Dit “gesprek” met Allah de Almachtige moet gerespecteerd worden overeenstemmend met de juiste waarde. De boodschapper van Allah (Allah's vrede en zegeningen zijn met hem) heeft gezegd: “Wanneer iemand van jullie staat te bidden, is hij in conversatie met zijn Heer, dus laat hem aandacht schenken hoe hij tot Hem spreekt.” (Al-H'aakiem, al-Moestadrak, 1/236; Sah'ieh' al-Djaami', 1538.) – AY]
53) Het is toegestaan om het te lezen als Maaliki Yawm id-Dien of Maliki Yawm id-Dien.
Hoe degene die achter een imaam bidt het dient te reciteren:
54) Degene die achter een imaam bidt, dient het achter de imaam te reciteren in de gebeden waar de Qor-aan zachtjes wordt gereciteerd en in gebeden waar het hardop gereciteerd wordt, als hij de recitatie van de imaam niet kan horen, of als hij pauzeert nadat hij het volledig gereciteerd heeft zodat degenen die achter hem bidden het kunnen reciteren. Wij denken dat deze pauze niet bewezen is in de Soennah. Ik zeg dat ik het bewijs genoemd heb van degenen die denken dat deze pauze toegestaan is en de weerlegging van dat bewijs, in Silsilat al-Ah'aadieth al-Dha'iefah, nr. 546, 547, deel 2, p. 24-26, Dar al-Ma'aarif editie.
Recitatie na al-Faatih'ah:
55) Het is Soennah om – na al-Faatih'ah – een andere soerah te reciteren, zelfs in Salaat al-Djanaazah (het begrafenisgebed), of enkele aayaat, in de eerste twee rak'ahs.
56) De recitatie kan soms lang gemaakt worden en soms kort, vanwege redenen zoals reizen, hoesten, ziekte of het huilen van een baby.
57) De recitatie varieert volgens de gebeden. De recitatie in het fadjr-gebed is langer dan in al de andere gebeden. De volgende in lengte is dhzohr, dan ‘asr, dan ‘ishaa-e, dan maghrib, meestal.
58) De recitatie in het nachtgebed (qiyaam al-layl) is langer dan al deze gebeden.
59) De Soennah is om de recitatie in de eerste rak'ah langer te maken dan in de tweede.
60) Men dient de recitatie in de laatste twee korter te maken dan in de eerste twee rak'ahs, ongeveer de helft. Als u meer details wenst over dit onderwerp, zie Sifat al-Salaah p. 102 (Arabisch origineel).
Reciteren van al-Faatih'ah in elke rak'ah:
61) Het is verplicht om al-Faatih'ah te reciteren in elke rak'ah.

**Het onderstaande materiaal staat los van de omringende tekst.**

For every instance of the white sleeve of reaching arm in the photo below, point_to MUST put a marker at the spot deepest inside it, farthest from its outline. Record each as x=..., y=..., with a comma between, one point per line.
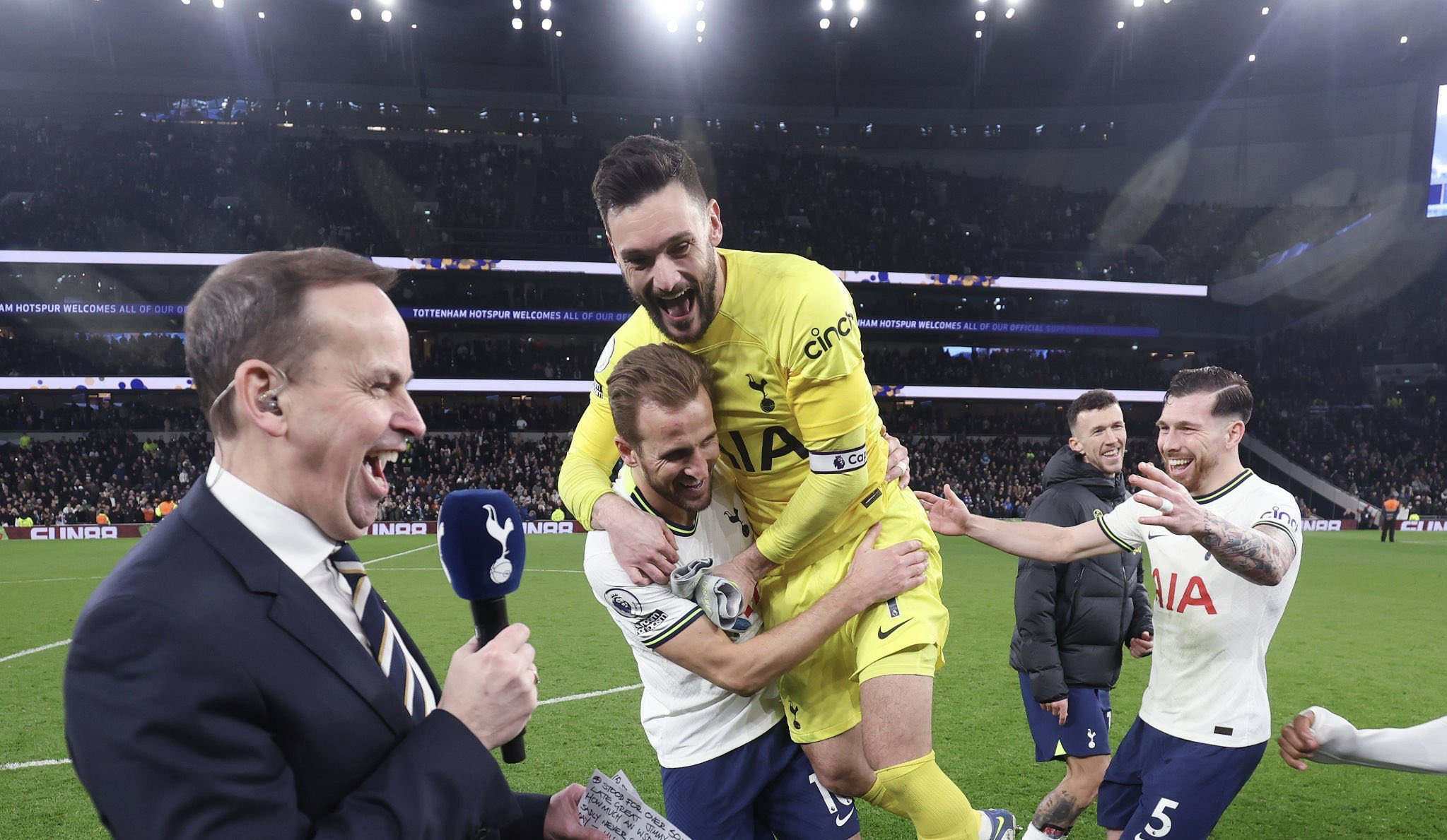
x=1420, y=750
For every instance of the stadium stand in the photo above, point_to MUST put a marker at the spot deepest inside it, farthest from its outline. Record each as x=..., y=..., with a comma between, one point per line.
x=132, y=185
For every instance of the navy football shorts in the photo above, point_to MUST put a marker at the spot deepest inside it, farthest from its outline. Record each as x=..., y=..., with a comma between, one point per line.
x=761, y=790
x=1086, y=730
x=1164, y=787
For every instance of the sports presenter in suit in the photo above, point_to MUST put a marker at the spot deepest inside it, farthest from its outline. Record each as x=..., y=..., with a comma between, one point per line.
x=236, y=675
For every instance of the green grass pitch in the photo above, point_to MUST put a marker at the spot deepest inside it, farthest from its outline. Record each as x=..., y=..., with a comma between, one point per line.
x=1362, y=637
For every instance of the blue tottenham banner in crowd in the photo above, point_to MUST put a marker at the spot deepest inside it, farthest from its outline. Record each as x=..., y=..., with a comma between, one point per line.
x=597, y=317
x=588, y=268
x=569, y=386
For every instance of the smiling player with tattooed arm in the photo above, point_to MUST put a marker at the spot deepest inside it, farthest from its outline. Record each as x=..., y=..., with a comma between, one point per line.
x=799, y=427
x=1224, y=550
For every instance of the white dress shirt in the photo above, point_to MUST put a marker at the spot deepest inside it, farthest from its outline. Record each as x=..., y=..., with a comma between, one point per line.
x=293, y=538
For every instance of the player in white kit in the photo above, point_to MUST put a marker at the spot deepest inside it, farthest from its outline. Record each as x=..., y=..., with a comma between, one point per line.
x=710, y=704
x=1224, y=548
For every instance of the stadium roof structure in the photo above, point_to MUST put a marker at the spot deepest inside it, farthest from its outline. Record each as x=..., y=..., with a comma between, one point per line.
x=925, y=54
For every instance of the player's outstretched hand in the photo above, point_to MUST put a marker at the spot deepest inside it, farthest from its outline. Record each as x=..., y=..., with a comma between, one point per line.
x=947, y=515
x=898, y=461
x=563, y=820
x=643, y=545
x=879, y=574
x=1297, y=743
x=1178, y=511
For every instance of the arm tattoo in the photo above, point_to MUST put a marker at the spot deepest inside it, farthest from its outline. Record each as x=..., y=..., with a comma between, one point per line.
x=1256, y=555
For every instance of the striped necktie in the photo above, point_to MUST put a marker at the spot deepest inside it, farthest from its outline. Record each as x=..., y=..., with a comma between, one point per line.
x=381, y=634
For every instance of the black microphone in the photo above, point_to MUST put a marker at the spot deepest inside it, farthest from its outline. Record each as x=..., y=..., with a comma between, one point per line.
x=479, y=536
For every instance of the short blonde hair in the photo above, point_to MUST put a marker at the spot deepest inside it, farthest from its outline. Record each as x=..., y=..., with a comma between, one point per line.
x=660, y=374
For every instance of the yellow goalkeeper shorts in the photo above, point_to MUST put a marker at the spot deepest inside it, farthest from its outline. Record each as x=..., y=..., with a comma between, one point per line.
x=905, y=635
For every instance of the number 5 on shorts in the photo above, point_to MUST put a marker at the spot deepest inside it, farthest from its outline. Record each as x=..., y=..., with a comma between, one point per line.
x=1161, y=815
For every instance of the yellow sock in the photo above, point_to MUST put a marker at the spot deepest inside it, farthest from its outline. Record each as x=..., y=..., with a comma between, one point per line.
x=881, y=798
x=920, y=791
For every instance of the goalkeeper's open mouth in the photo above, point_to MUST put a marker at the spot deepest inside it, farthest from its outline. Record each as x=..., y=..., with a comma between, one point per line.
x=678, y=307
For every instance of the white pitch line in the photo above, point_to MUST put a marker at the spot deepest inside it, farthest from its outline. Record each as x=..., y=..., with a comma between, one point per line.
x=399, y=554
x=35, y=649
x=40, y=764
x=52, y=579
x=587, y=694
x=439, y=569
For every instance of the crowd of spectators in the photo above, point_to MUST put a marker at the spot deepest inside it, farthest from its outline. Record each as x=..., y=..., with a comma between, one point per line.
x=128, y=476
x=145, y=415
x=471, y=356
x=1371, y=451
x=132, y=185
x=73, y=480
x=525, y=466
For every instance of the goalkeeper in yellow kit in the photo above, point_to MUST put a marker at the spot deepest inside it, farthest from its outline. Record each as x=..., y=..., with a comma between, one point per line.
x=797, y=422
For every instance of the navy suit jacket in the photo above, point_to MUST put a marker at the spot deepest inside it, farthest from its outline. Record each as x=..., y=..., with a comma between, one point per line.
x=210, y=693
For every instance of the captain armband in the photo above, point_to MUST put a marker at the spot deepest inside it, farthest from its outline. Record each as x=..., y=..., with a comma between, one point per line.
x=840, y=461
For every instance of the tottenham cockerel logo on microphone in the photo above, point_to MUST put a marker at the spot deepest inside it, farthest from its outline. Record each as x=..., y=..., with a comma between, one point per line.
x=501, y=569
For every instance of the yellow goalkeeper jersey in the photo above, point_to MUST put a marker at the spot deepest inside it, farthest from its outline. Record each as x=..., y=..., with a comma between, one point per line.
x=787, y=379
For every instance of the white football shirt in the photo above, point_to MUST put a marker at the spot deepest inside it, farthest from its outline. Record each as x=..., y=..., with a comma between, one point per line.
x=1213, y=627
x=688, y=719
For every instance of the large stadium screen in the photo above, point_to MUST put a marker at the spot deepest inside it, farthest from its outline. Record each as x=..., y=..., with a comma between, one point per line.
x=1437, y=187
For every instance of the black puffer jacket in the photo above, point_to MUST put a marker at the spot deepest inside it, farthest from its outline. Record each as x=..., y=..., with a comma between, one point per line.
x=1072, y=617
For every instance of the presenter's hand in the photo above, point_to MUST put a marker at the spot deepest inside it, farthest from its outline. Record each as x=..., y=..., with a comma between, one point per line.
x=562, y=822
x=879, y=574
x=493, y=690
x=641, y=543
x=947, y=515
x=898, y=469
x=1297, y=743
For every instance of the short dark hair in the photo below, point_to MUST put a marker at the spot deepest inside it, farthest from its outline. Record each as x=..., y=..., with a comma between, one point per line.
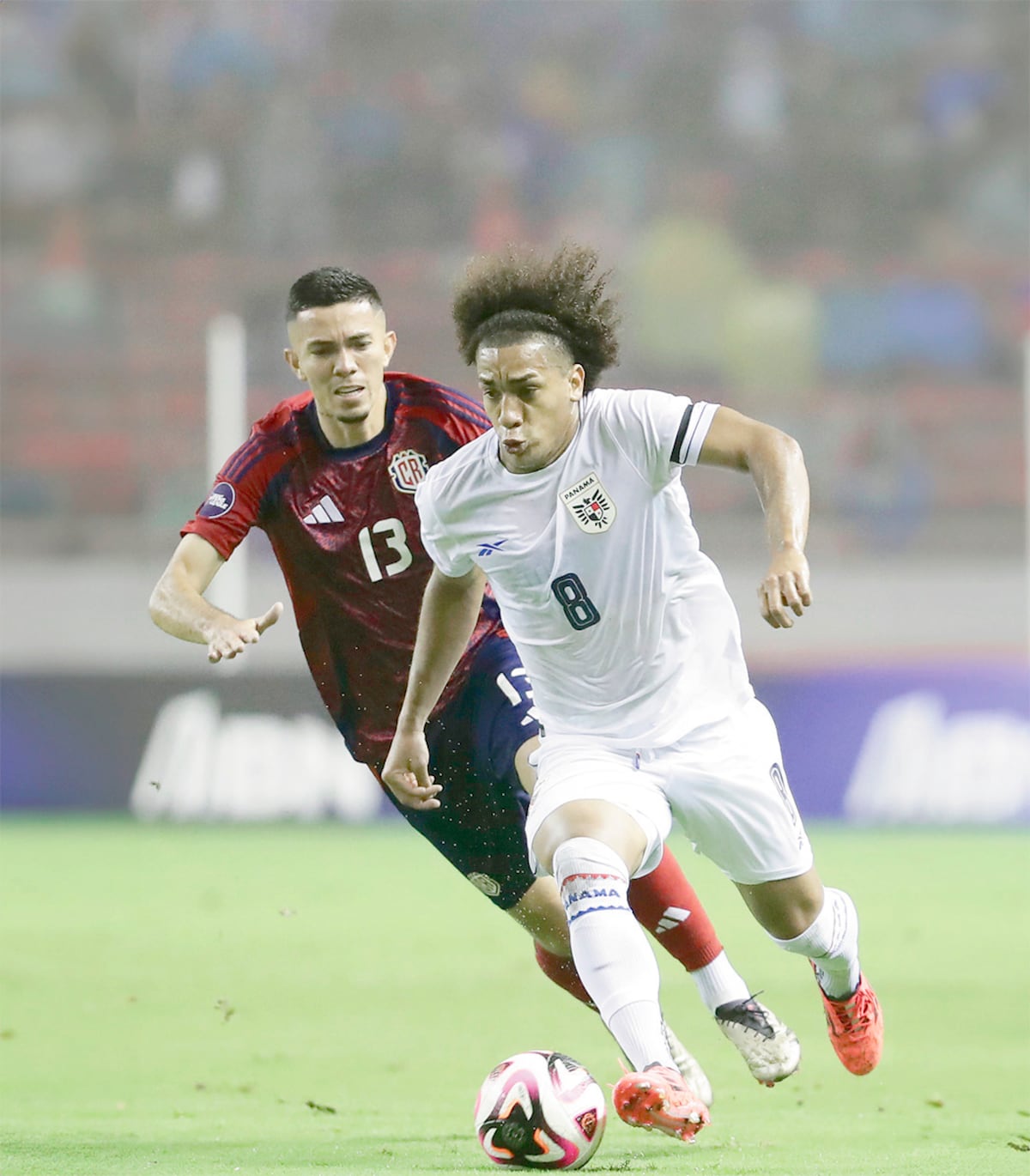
x=511, y=295
x=327, y=286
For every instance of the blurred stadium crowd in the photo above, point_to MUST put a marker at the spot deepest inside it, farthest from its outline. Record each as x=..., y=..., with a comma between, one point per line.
x=816, y=209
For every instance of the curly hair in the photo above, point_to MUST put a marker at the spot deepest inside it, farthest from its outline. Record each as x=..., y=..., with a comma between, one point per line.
x=506, y=296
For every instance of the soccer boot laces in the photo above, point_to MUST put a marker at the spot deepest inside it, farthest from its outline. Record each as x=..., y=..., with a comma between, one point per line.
x=770, y=1048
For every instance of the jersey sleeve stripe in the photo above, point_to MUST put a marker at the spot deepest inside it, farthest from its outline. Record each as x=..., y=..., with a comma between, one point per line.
x=457, y=403
x=435, y=414
x=700, y=423
x=676, y=454
x=470, y=407
x=244, y=458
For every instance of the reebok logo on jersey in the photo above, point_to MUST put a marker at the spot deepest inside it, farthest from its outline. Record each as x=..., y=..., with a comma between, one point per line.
x=591, y=505
x=407, y=468
x=488, y=549
x=671, y=918
x=220, y=501
x=326, y=511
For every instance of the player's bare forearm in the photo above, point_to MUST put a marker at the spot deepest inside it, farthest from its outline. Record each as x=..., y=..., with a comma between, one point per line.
x=179, y=607
x=776, y=464
x=451, y=607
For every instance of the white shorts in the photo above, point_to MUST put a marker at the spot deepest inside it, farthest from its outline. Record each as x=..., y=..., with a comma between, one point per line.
x=724, y=784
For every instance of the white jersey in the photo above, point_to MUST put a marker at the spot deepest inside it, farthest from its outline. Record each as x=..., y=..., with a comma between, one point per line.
x=623, y=625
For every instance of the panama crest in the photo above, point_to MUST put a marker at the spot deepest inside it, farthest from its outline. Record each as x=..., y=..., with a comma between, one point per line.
x=591, y=505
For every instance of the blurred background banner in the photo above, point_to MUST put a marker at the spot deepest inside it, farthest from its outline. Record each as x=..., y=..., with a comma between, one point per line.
x=816, y=212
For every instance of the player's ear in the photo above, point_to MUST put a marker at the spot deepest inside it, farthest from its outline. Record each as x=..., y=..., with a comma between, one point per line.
x=293, y=362
x=576, y=379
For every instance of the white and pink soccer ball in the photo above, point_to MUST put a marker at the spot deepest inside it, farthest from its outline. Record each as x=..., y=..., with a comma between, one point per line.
x=540, y=1109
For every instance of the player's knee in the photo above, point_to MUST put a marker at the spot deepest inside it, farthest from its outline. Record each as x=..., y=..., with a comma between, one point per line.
x=540, y=911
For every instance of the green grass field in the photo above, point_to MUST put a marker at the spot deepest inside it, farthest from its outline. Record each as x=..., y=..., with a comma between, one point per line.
x=276, y=1000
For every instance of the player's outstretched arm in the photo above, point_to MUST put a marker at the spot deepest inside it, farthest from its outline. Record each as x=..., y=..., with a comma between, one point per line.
x=776, y=464
x=179, y=607
x=451, y=607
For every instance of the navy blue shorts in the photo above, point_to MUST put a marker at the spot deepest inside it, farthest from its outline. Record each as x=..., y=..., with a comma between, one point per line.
x=480, y=826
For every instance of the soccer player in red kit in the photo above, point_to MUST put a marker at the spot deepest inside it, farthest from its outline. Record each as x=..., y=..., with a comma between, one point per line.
x=330, y=476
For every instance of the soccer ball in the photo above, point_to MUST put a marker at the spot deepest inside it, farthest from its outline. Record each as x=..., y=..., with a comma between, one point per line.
x=540, y=1109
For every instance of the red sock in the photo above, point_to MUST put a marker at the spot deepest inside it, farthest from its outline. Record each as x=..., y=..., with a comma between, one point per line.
x=563, y=974
x=666, y=905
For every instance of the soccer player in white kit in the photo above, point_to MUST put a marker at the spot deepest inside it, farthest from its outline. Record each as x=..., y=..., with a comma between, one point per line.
x=573, y=508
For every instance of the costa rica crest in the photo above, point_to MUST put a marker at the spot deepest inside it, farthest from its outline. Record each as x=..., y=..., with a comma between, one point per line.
x=591, y=505
x=407, y=468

62) Het is Soennah om ook in de laatste twee rak'ahs er aan toe te voegen.
63) Het is niet toegestaan voor de imaam om zijn recitatie langer te maken dan wat voorgeschreven is in de Soennah, omdat dit moeilijk kan zijn voor degenen die achter hem bidden, zoals de ouderen en zieken, of verzorgende moeders, of degenen die andere dingen [b.v. werk] te doen hebben.
Hardop reciteren en zachtjes reciteren:
64) Qor-aan dient hardop gereciteerd te worden in fadjr en djoemoe'ah (vrijdag) gebeden, ‘eid (feest) gebeden, gebeden voor regen (istisqaa-e), gebeden ten tijde van een zonsverduistering (koesoef) en in de eerste twee rak'ahs van maghrib en ‘ishaa-e.
Men dient zachtjes te reciteren in dhzohr en ‘asr, in de derde rak'ah van de maghrib en de laatste twee rak'ahs van ‘ishaa-e.
65) Het is toegestaan voor de imaam om soms een aayah hoorbaar te maken in de gebeden waar recitatie zachtjes gedaan moet worden.
66) In witr en qiyaam al-layl dient men soms zachtjes te reciteren en soms hardop, en men dient gematigd te zijn met het verheffen van de stem.
Tartiel – reciteren met een gematigd tempo:
67) De Soennah is om de Qor-aan met een gematigd tempo te reciteren, niet snel en gehaast. De Qor-aan dient gereciteerd te worden op een manier waardoor elke letter goed onderscheiden kan worden, en de Qor-aan dient men te verfraaien met de stem. Men dient de algemene regels van de geleerden van tadjwied [recitatieregels van de Qor-aan] in acht te nemen en men dient de Qor-aan niet te reciteren op de geïnnoveerde manier van zangers of volgens de regels van muziek.
Het herinneren van de imaam:
68) Het is voorgeschreven voor degene die achter de imaam bidt om de imaam voor te zeggen wanneer hij twijfelt in zijn recitatie [of te corrigeren wanneer hij een fout maakt – AY].